General approach — We approach patients with suspected SIS in the manner described
here but recognize that evidence is limited and alternative approaches may be reasonable.
We begin with a focused history and physical examination. (See 'Clinical presentation and
examination' above.)

If based on the history and examination, we suspect a clinically significant rotator cuff tear, a
labral tear, adhesive capsulitis, or other significant pathology not amenable to conservative
therapy; we generally refer the patient to an orthopedic surgeon. We maintain a lower
threshold for referral in the case of high-functioning athletes. If we suspect a rotator cuff tear
or adhesive capsulitis, but the patient has minimal weakness and reasonable motion, we
generally embark on a course of conservative medical management, consisting primarily of
physical therapy. (See "Presentation and diagnosis of rotator cuff tears" and "Frozen
shoulder (adhesive capsulitis)" and "Rehabilitation principles and practice for shoulder
impingement and related problems".)

If we suspect acute SIS, we initiate conservative medical management, including the acute
treatments described below and an appropriate physical therapy program. (See 'Acute
treatment' below and 'Physical therapy' below.)

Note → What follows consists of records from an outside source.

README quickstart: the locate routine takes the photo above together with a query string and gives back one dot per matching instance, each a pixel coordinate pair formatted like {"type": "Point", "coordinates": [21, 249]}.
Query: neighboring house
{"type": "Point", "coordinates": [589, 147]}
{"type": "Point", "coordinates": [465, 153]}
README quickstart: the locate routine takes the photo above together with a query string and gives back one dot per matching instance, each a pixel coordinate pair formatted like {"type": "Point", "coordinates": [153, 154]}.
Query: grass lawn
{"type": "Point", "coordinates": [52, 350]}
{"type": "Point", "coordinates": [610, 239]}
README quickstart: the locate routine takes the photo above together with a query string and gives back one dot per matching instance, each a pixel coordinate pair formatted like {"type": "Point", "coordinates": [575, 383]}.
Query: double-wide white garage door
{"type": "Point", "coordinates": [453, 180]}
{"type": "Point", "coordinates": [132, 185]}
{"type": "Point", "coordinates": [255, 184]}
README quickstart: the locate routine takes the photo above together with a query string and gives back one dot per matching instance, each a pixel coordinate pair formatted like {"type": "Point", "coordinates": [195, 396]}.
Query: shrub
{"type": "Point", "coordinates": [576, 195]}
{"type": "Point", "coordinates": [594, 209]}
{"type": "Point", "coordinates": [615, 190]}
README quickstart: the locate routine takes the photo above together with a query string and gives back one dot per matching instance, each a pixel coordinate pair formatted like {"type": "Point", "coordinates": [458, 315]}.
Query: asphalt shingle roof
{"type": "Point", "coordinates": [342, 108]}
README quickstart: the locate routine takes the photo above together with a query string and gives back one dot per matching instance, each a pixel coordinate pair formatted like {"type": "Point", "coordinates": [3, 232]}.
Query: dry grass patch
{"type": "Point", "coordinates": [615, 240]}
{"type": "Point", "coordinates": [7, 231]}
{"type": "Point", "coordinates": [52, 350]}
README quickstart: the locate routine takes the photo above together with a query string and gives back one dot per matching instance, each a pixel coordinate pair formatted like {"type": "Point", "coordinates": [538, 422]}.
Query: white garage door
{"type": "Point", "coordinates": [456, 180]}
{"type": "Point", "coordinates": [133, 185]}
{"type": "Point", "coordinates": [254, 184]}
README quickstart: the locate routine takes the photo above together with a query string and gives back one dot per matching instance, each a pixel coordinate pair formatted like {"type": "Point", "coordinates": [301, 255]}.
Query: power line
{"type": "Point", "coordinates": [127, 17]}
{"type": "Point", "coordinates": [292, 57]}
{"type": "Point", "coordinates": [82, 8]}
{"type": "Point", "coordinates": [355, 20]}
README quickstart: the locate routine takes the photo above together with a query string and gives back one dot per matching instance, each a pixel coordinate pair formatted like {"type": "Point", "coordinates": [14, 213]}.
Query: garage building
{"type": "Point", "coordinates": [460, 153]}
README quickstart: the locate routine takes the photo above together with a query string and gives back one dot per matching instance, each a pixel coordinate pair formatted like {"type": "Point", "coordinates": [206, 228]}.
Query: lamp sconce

The duration and success of physical therapy depends upon many factors, including
underlying pathology, compliance with treatment, and the appropriateness of the program
prescribed. We believe that whenever possible, it is important for patients to begin
rehabilitation under the guidance of a knowledgeable professional (eg, athletic trainer or
physical therapist with experience managing shoulder disorders).

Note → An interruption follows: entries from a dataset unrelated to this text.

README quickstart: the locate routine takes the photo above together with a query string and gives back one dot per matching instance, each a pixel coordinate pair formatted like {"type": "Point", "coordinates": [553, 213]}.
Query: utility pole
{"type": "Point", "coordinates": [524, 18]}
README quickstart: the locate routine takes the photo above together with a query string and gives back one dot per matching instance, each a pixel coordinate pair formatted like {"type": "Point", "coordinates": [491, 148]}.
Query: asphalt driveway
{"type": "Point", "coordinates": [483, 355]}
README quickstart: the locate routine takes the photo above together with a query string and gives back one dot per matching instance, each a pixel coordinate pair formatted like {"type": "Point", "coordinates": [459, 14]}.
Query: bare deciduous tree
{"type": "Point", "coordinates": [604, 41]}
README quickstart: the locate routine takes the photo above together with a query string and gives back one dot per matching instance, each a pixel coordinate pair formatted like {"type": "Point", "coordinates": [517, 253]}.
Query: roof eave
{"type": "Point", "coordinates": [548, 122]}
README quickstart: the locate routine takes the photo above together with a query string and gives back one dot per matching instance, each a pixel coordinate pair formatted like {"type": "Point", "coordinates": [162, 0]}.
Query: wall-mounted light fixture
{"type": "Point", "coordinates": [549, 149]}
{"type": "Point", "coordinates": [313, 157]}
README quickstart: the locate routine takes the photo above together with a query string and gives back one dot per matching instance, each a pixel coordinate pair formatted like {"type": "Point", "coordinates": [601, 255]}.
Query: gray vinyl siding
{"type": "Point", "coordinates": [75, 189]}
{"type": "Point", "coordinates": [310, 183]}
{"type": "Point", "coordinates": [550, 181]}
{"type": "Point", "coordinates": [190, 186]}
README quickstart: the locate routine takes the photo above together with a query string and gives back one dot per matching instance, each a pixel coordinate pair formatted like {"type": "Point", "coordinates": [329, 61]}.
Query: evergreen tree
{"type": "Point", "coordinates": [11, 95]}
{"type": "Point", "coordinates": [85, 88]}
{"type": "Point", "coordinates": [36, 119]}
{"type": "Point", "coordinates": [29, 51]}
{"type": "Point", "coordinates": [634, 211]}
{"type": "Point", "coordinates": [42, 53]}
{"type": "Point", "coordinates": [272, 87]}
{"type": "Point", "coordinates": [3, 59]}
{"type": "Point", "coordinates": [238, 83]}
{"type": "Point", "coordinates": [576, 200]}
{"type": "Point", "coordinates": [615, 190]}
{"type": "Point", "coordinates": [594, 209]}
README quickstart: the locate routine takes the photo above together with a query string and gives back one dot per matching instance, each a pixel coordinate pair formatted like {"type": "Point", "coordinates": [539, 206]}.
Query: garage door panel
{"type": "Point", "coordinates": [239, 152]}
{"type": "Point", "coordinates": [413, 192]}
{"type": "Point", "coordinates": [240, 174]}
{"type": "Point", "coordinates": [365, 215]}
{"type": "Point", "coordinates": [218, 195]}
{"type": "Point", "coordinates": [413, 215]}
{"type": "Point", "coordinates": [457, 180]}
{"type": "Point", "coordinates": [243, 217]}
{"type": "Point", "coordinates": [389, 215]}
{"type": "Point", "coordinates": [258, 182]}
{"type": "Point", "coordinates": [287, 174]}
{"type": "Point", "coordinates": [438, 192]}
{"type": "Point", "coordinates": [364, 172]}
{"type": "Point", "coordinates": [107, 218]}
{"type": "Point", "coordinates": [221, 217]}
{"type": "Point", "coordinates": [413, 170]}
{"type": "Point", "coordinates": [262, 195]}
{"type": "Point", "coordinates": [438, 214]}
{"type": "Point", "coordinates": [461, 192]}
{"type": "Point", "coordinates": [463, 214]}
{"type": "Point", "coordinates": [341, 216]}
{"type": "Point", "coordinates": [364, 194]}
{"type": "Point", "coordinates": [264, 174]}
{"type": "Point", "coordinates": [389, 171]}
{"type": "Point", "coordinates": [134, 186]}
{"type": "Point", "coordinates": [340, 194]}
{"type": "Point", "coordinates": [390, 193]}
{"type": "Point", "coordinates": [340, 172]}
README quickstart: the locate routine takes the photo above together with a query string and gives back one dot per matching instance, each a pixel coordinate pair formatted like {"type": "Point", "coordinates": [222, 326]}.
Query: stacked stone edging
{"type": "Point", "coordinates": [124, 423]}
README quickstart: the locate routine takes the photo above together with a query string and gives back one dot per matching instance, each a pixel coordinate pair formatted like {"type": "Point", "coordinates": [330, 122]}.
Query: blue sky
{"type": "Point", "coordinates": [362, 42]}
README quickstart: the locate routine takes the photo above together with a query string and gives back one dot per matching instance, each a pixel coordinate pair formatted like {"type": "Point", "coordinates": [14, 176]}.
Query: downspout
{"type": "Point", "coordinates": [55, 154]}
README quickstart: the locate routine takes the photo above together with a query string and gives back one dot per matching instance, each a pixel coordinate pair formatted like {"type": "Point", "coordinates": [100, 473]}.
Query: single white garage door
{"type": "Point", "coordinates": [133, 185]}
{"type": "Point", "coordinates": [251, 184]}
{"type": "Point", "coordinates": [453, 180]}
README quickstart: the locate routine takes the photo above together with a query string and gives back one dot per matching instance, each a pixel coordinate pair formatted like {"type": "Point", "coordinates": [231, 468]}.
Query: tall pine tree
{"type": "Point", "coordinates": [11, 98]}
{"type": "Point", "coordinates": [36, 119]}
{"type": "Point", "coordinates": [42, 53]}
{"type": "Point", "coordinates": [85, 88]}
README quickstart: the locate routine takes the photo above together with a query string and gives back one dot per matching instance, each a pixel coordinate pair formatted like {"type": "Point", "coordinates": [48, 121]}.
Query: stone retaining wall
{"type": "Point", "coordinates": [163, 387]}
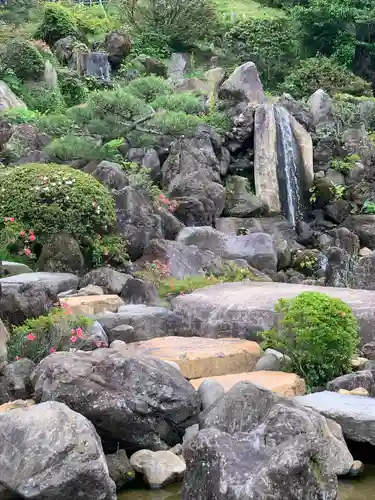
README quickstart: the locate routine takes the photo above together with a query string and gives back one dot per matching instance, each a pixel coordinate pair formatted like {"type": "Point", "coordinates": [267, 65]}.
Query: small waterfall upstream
{"type": "Point", "coordinates": [288, 159]}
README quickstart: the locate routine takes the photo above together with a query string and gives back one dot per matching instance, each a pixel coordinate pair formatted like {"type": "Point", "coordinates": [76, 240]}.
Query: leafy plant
{"type": "Point", "coordinates": [60, 330]}
{"type": "Point", "coordinates": [319, 334]}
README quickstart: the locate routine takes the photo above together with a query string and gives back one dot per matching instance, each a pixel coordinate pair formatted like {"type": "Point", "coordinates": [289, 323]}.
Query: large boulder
{"type": "Point", "coordinates": [243, 85]}
{"type": "Point", "coordinates": [247, 407]}
{"type": "Point", "coordinates": [355, 414]}
{"type": "Point", "coordinates": [257, 249]}
{"type": "Point", "coordinates": [135, 401]}
{"type": "Point", "coordinates": [136, 220]}
{"type": "Point", "coordinates": [50, 451]}
{"type": "Point", "coordinates": [61, 253]}
{"type": "Point", "coordinates": [181, 260]}
{"type": "Point", "coordinates": [108, 279]}
{"type": "Point", "coordinates": [192, 169]}
{"type": "Point", "coordinates": [8, 99]}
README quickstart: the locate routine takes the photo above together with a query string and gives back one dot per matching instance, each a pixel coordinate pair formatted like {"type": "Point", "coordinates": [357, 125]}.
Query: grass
{"type": "Point", "coordinates": [247, 8]}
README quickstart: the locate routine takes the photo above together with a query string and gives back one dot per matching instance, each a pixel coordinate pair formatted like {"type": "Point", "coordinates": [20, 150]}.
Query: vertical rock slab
{"type": "Point", "coordinates": [265, 158]}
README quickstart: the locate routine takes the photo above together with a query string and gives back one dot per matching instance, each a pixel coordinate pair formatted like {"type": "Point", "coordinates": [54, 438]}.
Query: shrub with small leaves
{"type": "Point", "coordinates": [319, 334]}
{"type": "Point", "coordinates": [60, 330]}
{"type": "Point", "coordinates": [51, 199]}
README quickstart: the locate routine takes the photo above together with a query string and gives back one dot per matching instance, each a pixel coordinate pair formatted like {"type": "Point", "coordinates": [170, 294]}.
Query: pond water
{"type": "Point", "coordinates": [355, 489]}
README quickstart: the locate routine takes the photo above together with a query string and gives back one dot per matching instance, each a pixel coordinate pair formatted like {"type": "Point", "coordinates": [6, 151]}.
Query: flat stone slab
{"type": "Point", "coordinates": [355, 414]}
{"type": "Point", "coordinates": [286, 384]}
{"type": "Point", "coordinates": [247, 308]}
{"type": "Point", "coordinates": [93, 304]}
{"type": "Point", "coordinates": [56, 282]}
{"type": "Point", "coordinates": [199, 357]}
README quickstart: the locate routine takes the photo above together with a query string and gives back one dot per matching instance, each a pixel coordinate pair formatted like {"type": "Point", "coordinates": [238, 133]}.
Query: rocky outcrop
{"type": "Point", "coordinates": [137, 402]}
{"type": "Point", "coordinates": [50, 451]}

If function and symptoms improve over several weeks of physical therapy, we have the
patient continue therapy and begin a gradual, stepwise resumption of activities, including
sports. Should function fail to improve despite adequate rehabilitation, we obtain imaging
studies. Musculoskeletal ultrasound (MSK US), if not performed previously, may be obtained
first. We perform a plain radiograph for persistent symptoms to assess for anatomic variants,
such as a downsloping acromion or os acromiale, and acromioclavicular or glenohumeral
osteoarthritis. We obtain an MRI if the MSK US is nondiagnostic or not available, a rotator
cuff or labral tear is suspected, or the diagnosis is unclear. (See 'Radiographic
findings' above and "Musculoskeletal ultrasound of the shoulder".)

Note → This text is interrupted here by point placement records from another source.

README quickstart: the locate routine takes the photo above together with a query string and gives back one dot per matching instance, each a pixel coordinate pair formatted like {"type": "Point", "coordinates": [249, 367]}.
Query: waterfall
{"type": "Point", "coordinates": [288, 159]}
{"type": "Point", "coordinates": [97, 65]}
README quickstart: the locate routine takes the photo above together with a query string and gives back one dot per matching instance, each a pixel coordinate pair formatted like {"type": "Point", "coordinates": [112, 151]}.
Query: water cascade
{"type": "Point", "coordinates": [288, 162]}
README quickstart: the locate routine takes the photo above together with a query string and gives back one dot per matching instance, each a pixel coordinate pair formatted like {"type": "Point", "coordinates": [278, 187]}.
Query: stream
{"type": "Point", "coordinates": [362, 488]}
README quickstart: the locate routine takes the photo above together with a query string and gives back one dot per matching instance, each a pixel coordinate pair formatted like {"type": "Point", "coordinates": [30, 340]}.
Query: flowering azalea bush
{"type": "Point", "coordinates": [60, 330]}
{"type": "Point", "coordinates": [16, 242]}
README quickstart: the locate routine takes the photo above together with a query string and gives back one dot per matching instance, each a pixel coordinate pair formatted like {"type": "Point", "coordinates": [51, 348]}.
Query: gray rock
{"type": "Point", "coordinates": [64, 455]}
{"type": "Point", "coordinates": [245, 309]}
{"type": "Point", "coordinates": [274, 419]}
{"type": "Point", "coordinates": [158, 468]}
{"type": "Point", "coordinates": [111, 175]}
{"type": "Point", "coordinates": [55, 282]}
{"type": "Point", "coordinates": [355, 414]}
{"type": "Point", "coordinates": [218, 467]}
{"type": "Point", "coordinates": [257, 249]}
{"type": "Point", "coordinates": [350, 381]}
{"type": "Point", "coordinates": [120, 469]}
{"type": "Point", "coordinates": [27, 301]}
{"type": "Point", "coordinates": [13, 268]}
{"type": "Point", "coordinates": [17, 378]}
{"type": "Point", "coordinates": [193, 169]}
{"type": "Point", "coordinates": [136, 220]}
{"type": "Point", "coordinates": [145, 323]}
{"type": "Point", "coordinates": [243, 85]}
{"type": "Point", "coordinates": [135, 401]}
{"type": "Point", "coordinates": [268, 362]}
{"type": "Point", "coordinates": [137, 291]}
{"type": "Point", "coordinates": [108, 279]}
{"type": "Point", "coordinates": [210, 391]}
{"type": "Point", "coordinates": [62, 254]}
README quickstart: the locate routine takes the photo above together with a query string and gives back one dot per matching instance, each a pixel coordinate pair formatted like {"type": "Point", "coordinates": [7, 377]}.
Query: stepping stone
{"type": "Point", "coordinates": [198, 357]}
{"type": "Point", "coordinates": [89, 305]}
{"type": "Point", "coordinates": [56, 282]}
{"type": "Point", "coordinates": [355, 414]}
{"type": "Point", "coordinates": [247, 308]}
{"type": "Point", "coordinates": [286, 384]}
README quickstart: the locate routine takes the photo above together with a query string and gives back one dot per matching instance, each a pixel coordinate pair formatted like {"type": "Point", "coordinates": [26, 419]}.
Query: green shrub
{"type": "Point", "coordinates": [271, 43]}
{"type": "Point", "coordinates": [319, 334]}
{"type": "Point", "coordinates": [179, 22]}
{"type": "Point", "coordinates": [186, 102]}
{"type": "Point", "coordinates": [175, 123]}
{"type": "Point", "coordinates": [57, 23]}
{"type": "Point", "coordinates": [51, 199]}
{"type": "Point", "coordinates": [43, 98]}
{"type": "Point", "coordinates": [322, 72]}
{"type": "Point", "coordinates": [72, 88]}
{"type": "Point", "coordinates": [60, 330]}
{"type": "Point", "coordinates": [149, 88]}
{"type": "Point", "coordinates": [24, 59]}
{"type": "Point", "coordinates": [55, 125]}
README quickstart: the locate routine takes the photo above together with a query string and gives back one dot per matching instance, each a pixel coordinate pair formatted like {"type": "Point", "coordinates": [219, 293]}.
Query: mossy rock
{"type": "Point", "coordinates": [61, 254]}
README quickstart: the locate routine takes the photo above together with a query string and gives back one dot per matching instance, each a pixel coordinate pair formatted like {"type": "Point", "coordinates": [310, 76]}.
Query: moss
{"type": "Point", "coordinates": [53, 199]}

Subsequent management depends upon the results of imaging studies. Alternative


diagnoses are managed accordingly. We refer patients with rotator cuff tears, labral tears,
and adhesive capsulitis to an orthopedic surgeon. For rotator cuff tendinopathy or
subacromial bursitis, we continue conservative management. Some clinicians may choose to
incorporate adjunct treatments, such as glucocorticoid injection, at this point, or earlier if pain
is severe. Physical therapy may require several months before adequate shoulder function is
achieved. We refer the patient to an orthopedic surgeon if, after six to nine months of
conservative treatment, patient function and symptoms fail to improve significantly.
(See 'Indications for orthopedic referral' above.)

Acute treatment — Research to direct management of SIS is limited, but the following is a
generally accepted approach for acute symptoms:

●Cryotherapy – Ice may decrease acute swelling and inflammation and provide some
analgesia.
●Rest – This means avoiding activities that aggravate symptoms, including all overhead
activities.
●NSAIDs – For acute injuries, we give a short course (ie, 7 to 10 days) of scheduled
NSAID therapy. Thereafter, patients may use an NSAID for occasional analgesia if they
find the medication effective. (See "Rotator cuff tendinopathy".)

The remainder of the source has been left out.